SM Energy said next year it will spend 90% of its planned drilling and completions budget of $1.2 billion on its Eagle Ford, Bakken/Three Forks and Permian Basin programs and will grow overall production by 20%.
"The capital budget is anchored by our high-return Eagle Ford and Bakken/Three Forks development programs, with additional investments being made in emerging oil programs in the Permian Basin," said CEO Tony Best. "Our production mix will continue to shift from lower-value natural gas to higher-value liquids throughout the year. We expect to grow production by 20% in 2013, followed by annual production growth of approximately 15% in 2014 and 2015 with improving leverage metrics and no equity dilution."
SM plans to spend $650 million in the Eagle Ford; $290 million in the Bakken/Three Forks; $170 million on its operated Permian acreage; $45 million on its operated Granite Wash acreage; $20 million on other operated acreage; and $25 million on nonoperated other acreage. The total to be spent on drilling and completions is $1.2 billion of total $1.5 billion in capital expenditures. Its largest holdings are the Bakken/Three Forks (196,000 net acres) and Eagle Ford (195,000 net acres).
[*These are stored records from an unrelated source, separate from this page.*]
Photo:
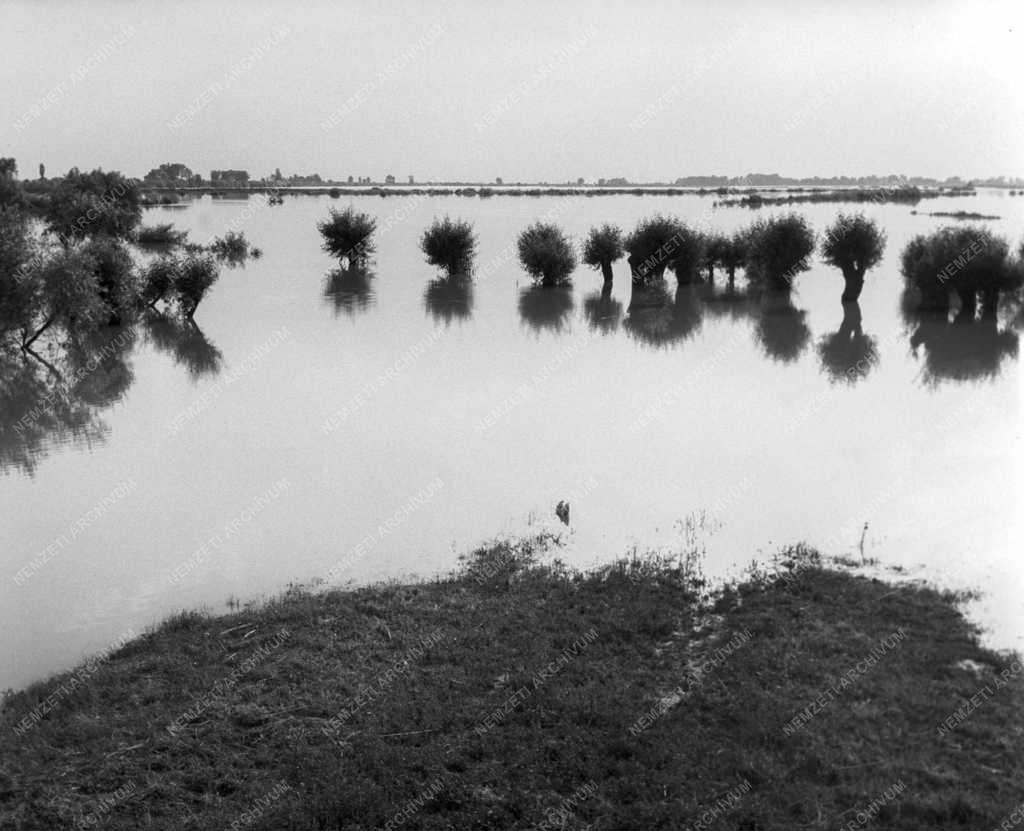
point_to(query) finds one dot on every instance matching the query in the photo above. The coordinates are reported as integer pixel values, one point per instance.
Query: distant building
(229, 177)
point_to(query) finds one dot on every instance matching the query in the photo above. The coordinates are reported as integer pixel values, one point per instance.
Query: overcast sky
(523, 90)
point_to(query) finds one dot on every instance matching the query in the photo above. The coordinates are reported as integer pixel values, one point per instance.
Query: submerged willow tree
(547, 255)
(603, 247)
(348, 235)
(853, 244)
(650, 246)
(970, 261)
(451, 246)
(779, 248)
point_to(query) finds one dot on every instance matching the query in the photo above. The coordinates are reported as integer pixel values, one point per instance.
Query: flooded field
(323, 427)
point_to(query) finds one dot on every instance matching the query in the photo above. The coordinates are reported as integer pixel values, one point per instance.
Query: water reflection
(53, 400)
(185, 343)
(448, 299)
(848, 354)
(349, 290)
(603, 312)
(656, 318)
(546, 308)
(966, 348)
(730, 303)
(780, 329)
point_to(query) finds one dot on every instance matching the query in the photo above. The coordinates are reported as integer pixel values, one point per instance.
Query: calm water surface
(346, 429)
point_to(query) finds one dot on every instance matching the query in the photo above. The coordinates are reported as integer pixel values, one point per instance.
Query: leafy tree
(546, 254)
(195, 276)
(853, 244)
(687, 254)
(650, 247)
(116, 276)
(733, 254)
(716, 250)
(348, 234)
(779, 248)
(159, 278)
(61, 289)
(93, 204)
(967, 259)
(603, 247)
(450, 245)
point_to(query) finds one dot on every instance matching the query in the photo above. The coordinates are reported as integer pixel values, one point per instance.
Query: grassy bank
(520, 695)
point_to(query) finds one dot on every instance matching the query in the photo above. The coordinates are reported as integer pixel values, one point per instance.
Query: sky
(521, 89)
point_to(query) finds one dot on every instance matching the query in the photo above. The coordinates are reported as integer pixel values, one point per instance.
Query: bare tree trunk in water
(969, 304)
(989, 304)
(854, 278)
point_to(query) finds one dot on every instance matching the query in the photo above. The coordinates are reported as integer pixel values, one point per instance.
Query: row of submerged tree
(969, 263)
(69, 264)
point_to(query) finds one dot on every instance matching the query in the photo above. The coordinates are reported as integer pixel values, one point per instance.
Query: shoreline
(518, 692)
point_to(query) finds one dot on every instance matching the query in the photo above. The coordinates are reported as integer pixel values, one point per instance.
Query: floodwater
(346, 428)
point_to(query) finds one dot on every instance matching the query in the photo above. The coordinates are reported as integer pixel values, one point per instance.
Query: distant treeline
(910, 195)
(750, 198)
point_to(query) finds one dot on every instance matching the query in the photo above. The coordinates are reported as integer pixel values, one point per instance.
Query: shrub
(194, 278)
(546, 254)
(160, 235)
(649, 247)
(968, 259)
(686, 254)
(733, 254)
(602, 248)
(97, 203)
(778, 248)
(116, 276)
(61, 289)
(716, 249)
(159, 278)
(232, 248)
(348, 234)
(450, 245)
(853, 244)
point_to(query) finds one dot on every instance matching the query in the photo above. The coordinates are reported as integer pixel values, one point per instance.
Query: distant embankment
(749, 197)
(910, 195)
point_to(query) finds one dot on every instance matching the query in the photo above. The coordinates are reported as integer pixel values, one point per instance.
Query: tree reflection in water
(657, 318)
(546, 309)
(969, 347)
(848, 355)
(448, 299)
(56, 397)
(350, 290)
(603, 312)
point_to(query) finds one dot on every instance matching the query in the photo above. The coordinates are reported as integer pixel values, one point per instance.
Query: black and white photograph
(522, 416)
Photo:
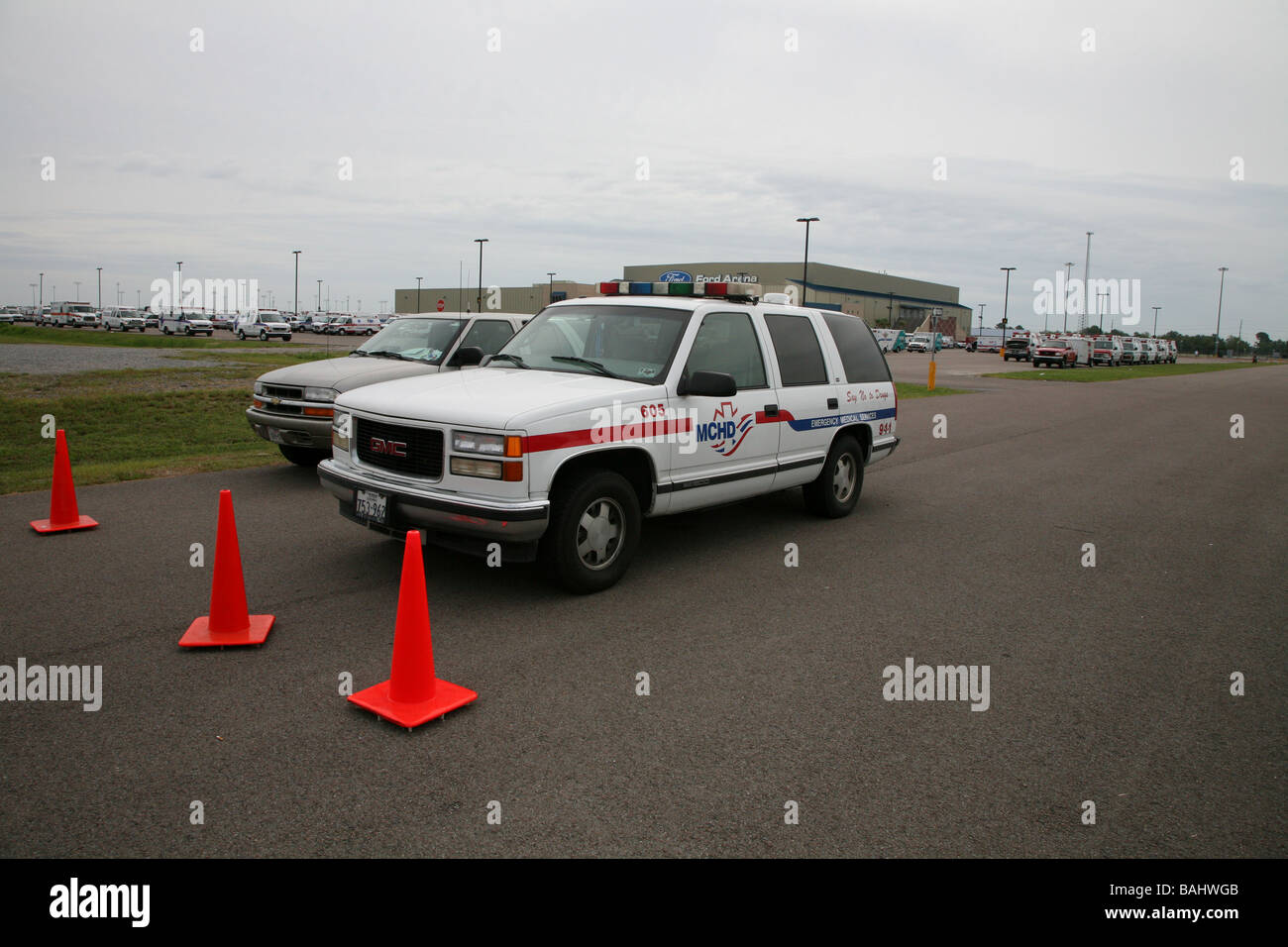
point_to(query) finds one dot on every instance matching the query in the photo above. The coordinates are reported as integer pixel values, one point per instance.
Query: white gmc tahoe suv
(655, 398)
The company also has unconventional positions in the Arkoma-Woodford (82,000 net acres) and the Permian (68,000 net acres).
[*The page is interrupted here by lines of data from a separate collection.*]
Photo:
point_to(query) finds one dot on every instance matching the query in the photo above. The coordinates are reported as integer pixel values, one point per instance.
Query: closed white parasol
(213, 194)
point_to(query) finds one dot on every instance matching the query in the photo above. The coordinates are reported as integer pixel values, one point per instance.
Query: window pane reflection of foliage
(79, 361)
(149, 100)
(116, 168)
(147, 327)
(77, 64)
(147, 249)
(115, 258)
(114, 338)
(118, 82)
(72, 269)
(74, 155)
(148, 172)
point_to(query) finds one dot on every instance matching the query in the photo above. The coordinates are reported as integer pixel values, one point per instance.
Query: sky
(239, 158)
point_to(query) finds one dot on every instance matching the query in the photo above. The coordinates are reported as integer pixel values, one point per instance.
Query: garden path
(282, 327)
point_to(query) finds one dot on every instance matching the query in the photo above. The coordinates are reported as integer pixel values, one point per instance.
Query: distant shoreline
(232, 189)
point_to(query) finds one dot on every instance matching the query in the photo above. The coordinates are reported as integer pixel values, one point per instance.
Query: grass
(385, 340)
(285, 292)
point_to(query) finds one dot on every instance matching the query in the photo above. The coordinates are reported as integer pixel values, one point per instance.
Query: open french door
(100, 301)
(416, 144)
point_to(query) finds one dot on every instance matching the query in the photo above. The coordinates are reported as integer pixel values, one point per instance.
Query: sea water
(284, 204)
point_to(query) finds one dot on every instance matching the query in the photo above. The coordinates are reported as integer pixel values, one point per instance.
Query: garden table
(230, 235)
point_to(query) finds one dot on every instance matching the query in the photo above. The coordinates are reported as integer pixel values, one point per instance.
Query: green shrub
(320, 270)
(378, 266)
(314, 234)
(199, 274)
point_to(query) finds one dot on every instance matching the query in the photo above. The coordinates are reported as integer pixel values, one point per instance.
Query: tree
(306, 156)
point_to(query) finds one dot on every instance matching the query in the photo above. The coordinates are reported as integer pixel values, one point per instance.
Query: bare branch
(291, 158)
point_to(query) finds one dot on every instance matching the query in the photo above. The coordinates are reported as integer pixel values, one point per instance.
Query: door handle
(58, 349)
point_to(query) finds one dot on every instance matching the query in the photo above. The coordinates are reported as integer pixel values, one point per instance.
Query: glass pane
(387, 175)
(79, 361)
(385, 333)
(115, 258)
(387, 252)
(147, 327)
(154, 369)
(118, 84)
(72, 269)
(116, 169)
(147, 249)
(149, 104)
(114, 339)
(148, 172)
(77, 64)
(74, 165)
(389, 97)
Equities analysts were enthusiastic about the outlook; BMO Capital Markets and Wells Fargo Securities each have an "outperform" rating. "Bottom line, a solid outlook, and one that can be achieved within existing takeaway capacity, and that demonstrates the resource potential of SM's Eagle Ford and Bakken acreage," wrote BMO analyst Phillip Jungwirth. "The main drawback is that growth is back half-weighted (as expected) and investors could take a 'show-me' approach to growth, but we'd be buying now given the attractive valuation [BMO price target: $65/share]."
Wells Fargo valued SM shares of $82-88 with a net asset value estimate of $77.59. "SM Energy has been characterized as a diverse, well disciplined, low-risk operator for years," wrote Wells Fargo's David Tameron. "Under CEO...Tony Best, SM has transitioned to a resource play focus with a highgraded asset base. We believe the combination of strong, fully funded production growth (estimated 26% in 2012), higher liquids percentage (which should reach 50% of production next year), and a diversified asset portfolio will result in share outperformance versus its peers."
The company expects full-year 2013 production to be 255-267 Bcfe (699-732 MMcfe/d), which represents a 20% annual increase over 2012 at the midpoint. SM expects to exit 2013 producing within 769-808 MMcfe/d, at 50% natural gas, 29% oil and 21% natural gas liquids. "This production growth profile is weighted to the second half of the year and reflects the timing of previously contracted firm transportation agreements in the company's operated Eagle Ford shale program," SM said.
It reaffirmed fourth quarter and full-year 2012 production guidance of 57.5-60.5 Bcfe and 215.5-218.5 Bcfe, respectively. Annual 2013 production is expected to grow 20% year/year to 255-267 Bcfe (42.5-44.5 million boe); liquids are expected to comprise 50% of production by the end of 2013.